Subsequent srun commands can now use this squash file instead of pulling a container from NGC. This example modifys an interactive job to use the squash file that was just downloaded:

srun -N 1 --pty --gpus 8 --container-image /lustre/fs0/scratch/demo-user/sqsh-files/nvidia+nemo+24.01.framework.sqsh --exclusive --job-name "use-squash-file:interactive" bash

3.6. Running Example Jobs#

3.6.1. Example Single-Node Batch Job#

This section gives more detail on running a single node batch job using Slurm on DGX Cloud. The example job runs on multiple GPUs wtihin a single node.

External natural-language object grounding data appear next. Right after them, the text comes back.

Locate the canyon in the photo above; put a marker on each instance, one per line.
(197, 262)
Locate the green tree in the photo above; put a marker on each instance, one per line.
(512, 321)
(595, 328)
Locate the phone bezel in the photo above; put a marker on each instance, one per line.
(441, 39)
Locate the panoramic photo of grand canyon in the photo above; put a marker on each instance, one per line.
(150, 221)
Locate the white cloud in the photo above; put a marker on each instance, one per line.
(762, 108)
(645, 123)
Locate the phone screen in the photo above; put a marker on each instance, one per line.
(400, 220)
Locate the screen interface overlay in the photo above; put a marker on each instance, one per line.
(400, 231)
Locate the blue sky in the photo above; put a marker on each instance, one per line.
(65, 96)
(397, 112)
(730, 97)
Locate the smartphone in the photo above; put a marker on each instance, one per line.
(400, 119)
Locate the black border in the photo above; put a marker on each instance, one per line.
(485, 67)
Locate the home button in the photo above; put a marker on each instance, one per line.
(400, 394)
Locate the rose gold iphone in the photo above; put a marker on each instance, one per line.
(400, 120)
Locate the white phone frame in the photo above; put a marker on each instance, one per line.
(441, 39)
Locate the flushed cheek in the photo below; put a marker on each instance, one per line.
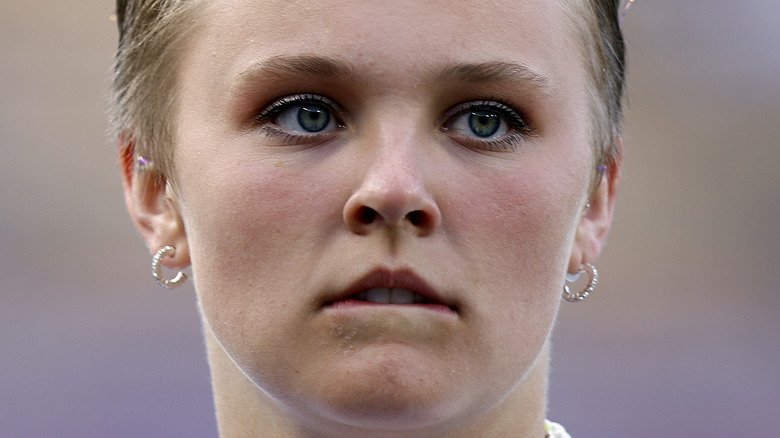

3.6.1.1. Basic srun Command#

A Slurm srun command that uses Pyxis and Enroot to leverage NGC containers has the following structure:

srun --nodes 1 --job-name example-srun-job --exclusive --gpus-per-node 8 --mpi=pmix --container-mounts /lustre/fs0 --container-mount-home --container-mounts /cm/shared --container-image nvcr.io/nvidia/pytorch:24.09-py3 --partition defq <command>

Where the parameters are:

nodes - The number of nodes to launch to support this job.
job-name - An arbitrary string defining the job’s name.
exclusive - Requests exclusive access to the node that Slurm provides for this job. No other jobs will run on the provided node for the duration of this job.
gpus-per-node - Requests a quantity of GPUs from each provided node.
mpi - Specifies the MPI version to be used for this job. The pmix value is commonly the correct value - to learn more about the options available, visit the SchedMD documentation.
container-mounts - Specifies a path to map from the host into the job on each node that is part of that job. Multiple instances of this flag may be specified - one per desired path. In the example above, the path will be mirrored into the job as it exists on the host - to specify a different mapping, the argument would change to the format /host-path:/new-job-path. In the example above, a Lustre filesystem path and a shared NFS path are specified - to learn more about the purpose of the Lustre path, please see the DGX Cloud Lustre filesystem overview. The shared NFS path will be explained later in this section.
container-mount-home - Mounts the user’s home directory into the resulting containerized environment at its /home/username path on each node that is part of that job. Otherwise, the home directory is not mounted automatically in a job leveraging Enroot as configured in DGX Cloud.
container-image - Specifies the NGC container that will be used through Enroot as the job’s host environment once the job begins. The argument will be of the format nvcr.io#nvidia/container:version for public NGC containers and nvcr.io#org/container:version or nvcr.io#org/team/container:version if using a Private Registry container.
partition - Specifies the queue to select a node from. By default, the defq queue will be used.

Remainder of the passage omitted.